When AI eats your desk job
For decades, knowledge work was a safe bet. Learn a skill, get a degree, show up (on Zoom), and get paid.
But the ground is shifting dangerously. AI isn’t coming for your desk job. It’s already rearranged your furniture and taken your chair.
Tasks that were until (very) recently performed by analysts, marketers, support teams, researchers, designers and coders are now being automated with chat interfaces that never get tired, don’t take breaks, and don’t ask for a raise or promotion.
No Steve with his constant “sorry I’m lates”. No Jane and Susan fighting over whether the air conditioning is too cold or not cold enough. And no Bob nuking his odious fish in the office microwave.
And the cost for all this drama-free, stinky-fish-free efficiency? About $20 per month.
The truth is companies are getting more done with fewer people. Less pressure on payroll. Less office space. Fewer meetings. AI is giving companies a way to scale without scaling headcount.
All this is great for margins, but it’s brutal for careers. And it’s only just starting.
Today’s productivity puzzle isn’t how to do more with less. It’s who gets left out of the picture entirely.
Dark clouds are gathering for knowledge workers as AI adoption soars.
Already, dark clouds are gathering for entry-level jobseekers. In fact, those clouds are flashing dangerously with lightning and gale force gusts.
Just how bad is it?
A LinkedIn exec this week said AI is putting the types of jobs that have served as stepping stones for young workers at risk, likening it to the decline of manufacturing in the ‘80s.
Bloomberg found that AI could replace more than half of all tasks performed by market research analysts, and two-thirds of tasks completed by sales reps.
A few days ago, TechCrunch reported that Big Tech reduced the hiring of new graduates by 25% last year, noting that AI is “a significant contributing factor.”
Sure, new roles will be created. Prompt engineers, AI supervisors, AI ethics officers. But here’s the uncomfortable truth: for every new role, dozens of old ones become obsolete. Even the eternally optimistic World Economic Forum noted that AI-powered tools “threaten to automate as many roles as they create.”
We’re not heading into a smooth transition. We’re barrelling toward a cliff edge.
Career trajectories are nearing free-fall as more jobs are displaced by AI-powered systems.
And a lot of talented, qualified people are going to go over the edge without a parachute, without anyone to catch them, with nothing to cushion the fall.
The classic career ladder suddenly looks more like a fire escape.
Lateral moves, T-shaped skill sets, portfolio work, side-hustles, micro-skills. As the age of stable knowledge work draws to a sudden painful close, adaptation becomes essential. You gotta move fast, learn faster, and forget the playbook.

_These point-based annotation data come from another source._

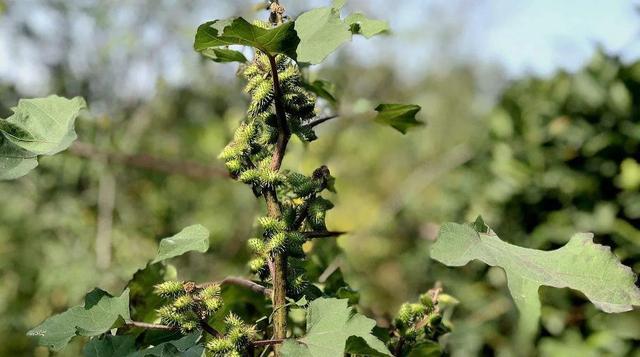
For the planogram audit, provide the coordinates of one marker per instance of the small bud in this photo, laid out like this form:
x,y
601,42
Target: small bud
x,y
169,289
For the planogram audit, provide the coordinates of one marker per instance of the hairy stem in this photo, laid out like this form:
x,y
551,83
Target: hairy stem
x,y
242,282
279,261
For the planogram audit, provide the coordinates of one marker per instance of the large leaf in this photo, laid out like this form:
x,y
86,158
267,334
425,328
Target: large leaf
x,y
224,55
43,126
360,24
401,117
110,346
330,323
237,31
581,265
187,346
321,32
14,161
100,313
124,346
192,238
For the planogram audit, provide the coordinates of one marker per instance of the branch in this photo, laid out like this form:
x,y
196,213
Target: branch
x,y
261,343
279,261
245,283
284,133
149,326
320,234
148,162
319,121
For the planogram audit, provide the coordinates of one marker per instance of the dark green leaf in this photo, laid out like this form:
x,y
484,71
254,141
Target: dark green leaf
x,y
43,126
99,314
110,346
15,162
401,117
187,346
192,238
330,323
224,55
581,265
144,305
237,31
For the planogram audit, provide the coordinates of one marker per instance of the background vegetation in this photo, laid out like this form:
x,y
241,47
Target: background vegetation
x,y
540,158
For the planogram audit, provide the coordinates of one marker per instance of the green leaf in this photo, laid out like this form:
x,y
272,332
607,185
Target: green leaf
x,y
99,314
143,305
224,55
187,346
330,323
14,161
43,126
360,24
580,265
110,346
401,117
338,4
124,346
192,238
238,31
321,32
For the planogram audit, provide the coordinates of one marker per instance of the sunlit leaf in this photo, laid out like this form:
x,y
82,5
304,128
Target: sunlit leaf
x,y
224,55
323,89
330,323
360,24
237,31
186,346
581,265
14,161
110,346
43,126
192,238
321,32
401,117
100,313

So, what actually matters now? Not in the broader existential sense, but what exactly are knowledge workers supposed to do? Do we all head to the countryside to farm artichokes? Sell upcycled office furniture? Take up landscape gardening?
Our mastery of Excel spreadsheets and slick PowerPoint slide decks is now worth nothing. Well not quite nothing: about $20 a month, give or take.
I wish I knew what’s next.
Like everyone else in my professional orbit, I’m having to adapt at lightning speed to a reality that is still unfolding. I deeply distrust people who claim to know - with confidence - the “essential job skills for our AI future”. No one knows how things are going to pan out.
What it looks like right now is that we’re at the early stages of a world with fewer office workers. Businesses will still need brains, but not in the same roles, or the same numbers - and with none of the same guarantees.
For me, this means a shift to being part strategist, part technologist, and part storyteller. To get really, really comfortable with uncertainty. And to lean into the things that make me unique – my weirdness, my sense of humour, my perspective.
It’s a gamble, but it’s the best I got. What are you gonna do?